Case Presentation: A 73-year-old female with a history of hypertension and migraines presented to the ER with nausea, headache, and photophobia. She underwent CTA which showed a small right ICA aneurysm with no other acute abnormalities. She was treated and released but returned to the ER the next day with worsening symptoms. LP was unremarkable. UA revealed pyuria, so the patient was treated with ceftriaxone for 3 days. Her symptoms improved and she was discharged. A week later, she returned to the ER with double vision. MRI brain at the time was unremarkable. She was transferred to a tertiary hospital for further workup. Exam revealed left lid ptosis and left abducens palsy. WBC was 18.8 x 109/L, CRP was 19.9 mg/dL and ESR was 51 mm/hr. MRI orbits revealed skull base osteomyelitis extending along the clivus with severe sphenoid and posterior ethmoid paranasal sinus disease. It also showed a 12 x 7 x 9 mm hypo-enhancing mass within the pituitary gland concerning for pituitary abscess. CT venogram head showed limited venous enhancement of the cavernous sinuses bilaterally, consistent with cavernous sinus thrombosis. Ophthalmology, ID, ENT, NSU, and endocrinology were consulted. ENT took the patient to the OR and identified excess pus in the sinuses.

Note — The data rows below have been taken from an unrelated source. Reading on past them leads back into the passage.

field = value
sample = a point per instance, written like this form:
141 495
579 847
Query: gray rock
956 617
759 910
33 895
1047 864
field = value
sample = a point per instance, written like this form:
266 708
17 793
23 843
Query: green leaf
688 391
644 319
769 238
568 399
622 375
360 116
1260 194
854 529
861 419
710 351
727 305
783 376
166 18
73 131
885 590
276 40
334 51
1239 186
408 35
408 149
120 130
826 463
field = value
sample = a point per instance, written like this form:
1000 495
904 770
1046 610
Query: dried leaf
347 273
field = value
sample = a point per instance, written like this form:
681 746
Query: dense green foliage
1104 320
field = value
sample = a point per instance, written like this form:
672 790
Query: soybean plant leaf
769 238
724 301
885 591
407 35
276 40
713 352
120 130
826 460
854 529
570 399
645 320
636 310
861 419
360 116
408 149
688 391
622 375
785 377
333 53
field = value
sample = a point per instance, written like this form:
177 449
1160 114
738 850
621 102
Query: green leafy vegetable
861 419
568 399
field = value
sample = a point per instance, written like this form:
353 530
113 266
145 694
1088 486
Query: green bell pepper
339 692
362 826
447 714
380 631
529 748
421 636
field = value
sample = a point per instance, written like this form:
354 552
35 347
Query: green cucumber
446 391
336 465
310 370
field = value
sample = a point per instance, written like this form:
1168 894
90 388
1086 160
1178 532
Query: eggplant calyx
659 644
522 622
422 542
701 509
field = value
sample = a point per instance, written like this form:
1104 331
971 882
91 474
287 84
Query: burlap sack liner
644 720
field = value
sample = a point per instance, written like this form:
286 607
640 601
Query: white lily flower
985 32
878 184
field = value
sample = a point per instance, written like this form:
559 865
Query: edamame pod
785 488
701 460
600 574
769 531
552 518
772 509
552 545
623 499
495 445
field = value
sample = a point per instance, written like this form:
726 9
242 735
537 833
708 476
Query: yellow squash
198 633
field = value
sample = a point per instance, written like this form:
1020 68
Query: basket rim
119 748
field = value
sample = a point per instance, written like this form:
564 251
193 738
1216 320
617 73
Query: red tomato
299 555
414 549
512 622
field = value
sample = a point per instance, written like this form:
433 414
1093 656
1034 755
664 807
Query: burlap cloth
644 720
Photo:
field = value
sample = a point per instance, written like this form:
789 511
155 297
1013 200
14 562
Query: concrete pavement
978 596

Blood cultures yielded viridans group streptococci and Staphylococcus epidermidis. Morning ACTH was 2 pg/mL, morning cortisol was 2.8 µg/dL, TSH was 0.61 µIU/mL, total T4 was 4.2 µg/dL, and total T3 was 22 ng/dL, concerning for central hypoadrenalism and hypothyroidism. She was diagnosed with skull base osteomyelitis and left cavernous sinus thrombosis causing a pituitary abscess. She was treated with IV ceftriaxone and vancomycin for six weeks and apixaban 5mg daily for cavernous sinus thrombosis. For central hypoadrenalism and hypothyroidism, she was treated with hydrocortisone and levothyroxine. Osteomyelitis and pituitary abscess resolved in follow-up imaging.

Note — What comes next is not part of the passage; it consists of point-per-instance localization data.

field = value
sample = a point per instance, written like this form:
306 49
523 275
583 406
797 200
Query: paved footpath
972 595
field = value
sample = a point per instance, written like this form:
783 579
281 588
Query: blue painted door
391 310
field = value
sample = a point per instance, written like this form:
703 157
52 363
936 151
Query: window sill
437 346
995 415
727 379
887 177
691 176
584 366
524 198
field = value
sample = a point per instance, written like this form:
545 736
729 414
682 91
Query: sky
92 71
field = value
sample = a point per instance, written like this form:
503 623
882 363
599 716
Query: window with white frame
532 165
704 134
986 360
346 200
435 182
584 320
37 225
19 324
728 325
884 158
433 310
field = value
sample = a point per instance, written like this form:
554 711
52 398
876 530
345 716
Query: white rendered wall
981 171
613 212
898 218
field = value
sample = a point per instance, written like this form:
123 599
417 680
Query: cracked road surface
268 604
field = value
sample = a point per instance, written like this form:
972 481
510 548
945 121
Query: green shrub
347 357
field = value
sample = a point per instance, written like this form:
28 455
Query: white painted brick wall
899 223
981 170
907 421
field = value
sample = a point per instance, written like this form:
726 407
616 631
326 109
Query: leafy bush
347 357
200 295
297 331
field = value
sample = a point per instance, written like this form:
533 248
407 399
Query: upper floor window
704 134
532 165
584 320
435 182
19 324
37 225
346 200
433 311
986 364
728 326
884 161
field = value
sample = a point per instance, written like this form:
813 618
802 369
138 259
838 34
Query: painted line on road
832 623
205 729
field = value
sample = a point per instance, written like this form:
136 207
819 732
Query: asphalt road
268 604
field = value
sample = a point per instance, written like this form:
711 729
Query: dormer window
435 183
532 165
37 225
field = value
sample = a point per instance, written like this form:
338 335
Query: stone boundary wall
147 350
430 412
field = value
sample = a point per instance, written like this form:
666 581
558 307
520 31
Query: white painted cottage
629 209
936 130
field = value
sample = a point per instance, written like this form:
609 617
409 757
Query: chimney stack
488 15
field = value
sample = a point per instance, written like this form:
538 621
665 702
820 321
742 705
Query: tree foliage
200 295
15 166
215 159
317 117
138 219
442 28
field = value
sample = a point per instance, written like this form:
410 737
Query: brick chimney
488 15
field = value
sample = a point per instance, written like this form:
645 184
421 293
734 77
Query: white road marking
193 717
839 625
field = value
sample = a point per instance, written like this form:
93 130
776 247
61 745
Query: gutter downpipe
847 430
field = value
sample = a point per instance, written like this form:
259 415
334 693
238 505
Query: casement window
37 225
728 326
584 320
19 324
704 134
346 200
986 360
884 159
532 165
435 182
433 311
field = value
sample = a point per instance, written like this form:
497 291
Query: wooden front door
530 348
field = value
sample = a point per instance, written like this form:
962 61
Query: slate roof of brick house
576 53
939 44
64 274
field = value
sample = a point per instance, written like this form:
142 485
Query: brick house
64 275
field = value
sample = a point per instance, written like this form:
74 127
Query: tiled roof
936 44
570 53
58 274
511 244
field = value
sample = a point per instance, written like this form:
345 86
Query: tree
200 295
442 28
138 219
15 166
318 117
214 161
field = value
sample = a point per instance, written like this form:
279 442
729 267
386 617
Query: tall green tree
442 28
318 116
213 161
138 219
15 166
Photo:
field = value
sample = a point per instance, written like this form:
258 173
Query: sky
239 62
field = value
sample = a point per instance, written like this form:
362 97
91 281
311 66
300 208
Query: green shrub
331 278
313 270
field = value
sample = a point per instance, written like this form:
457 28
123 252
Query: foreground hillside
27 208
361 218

Discussion: This case illustrates two unusual conditions, pituitary abscess and Cavernous Sinus Thrombosis (CST), arising from a delayed headache diagnosis.A pituitary abscess is a rare, under-recognized cause of headaches. It can be classified as either primary or secondary in etiology.1 Primary pituitary abscesses develop from normal pituitary tissue while secondary pituitary abscesses develop from pre-existing pituitary lesions.2 The most common presenting symptoms are headache and visual defects. Pre-operative endocrinological abnormalities emphasize panhypopituitarism. Infectious symptoms are uncommon in most case reports of pituitary abscesses. CST occurs when the dural venous sinus becomes infected and thrombosed, producing a headache along with swelling around the eye and cranial nerve deficits.3 Infections of the face, such as the sphenoid and ethmoid sinusitis, can spread to the cavernous sinus. Early signs of CST are non-specific; however, cranial nerve signs on physical exam should prompt imaging studies. Staphylococcus aureus accounts for many cases associated with facial infection or sphenoid sinusitis.4 For hospitalists, early diagnoses and treatment are crucial to prevent morbidity and mortality.5

Conclusions: Headaches are common complaints in hospitalized patients; however, the presence of fever and ophthalmic findings warrants further investigation by hospitalists. In this case, the patient presented with a headache, ophthalmoplegia, and elevated inflammatory markers. CST and pituitary abscess should be considered in the differential diagnosis of headaches.

IMAGE 1: Figure 1. Ophthalmoplegia.

IMAGE 2: Figure 2. Pituitary Abscess.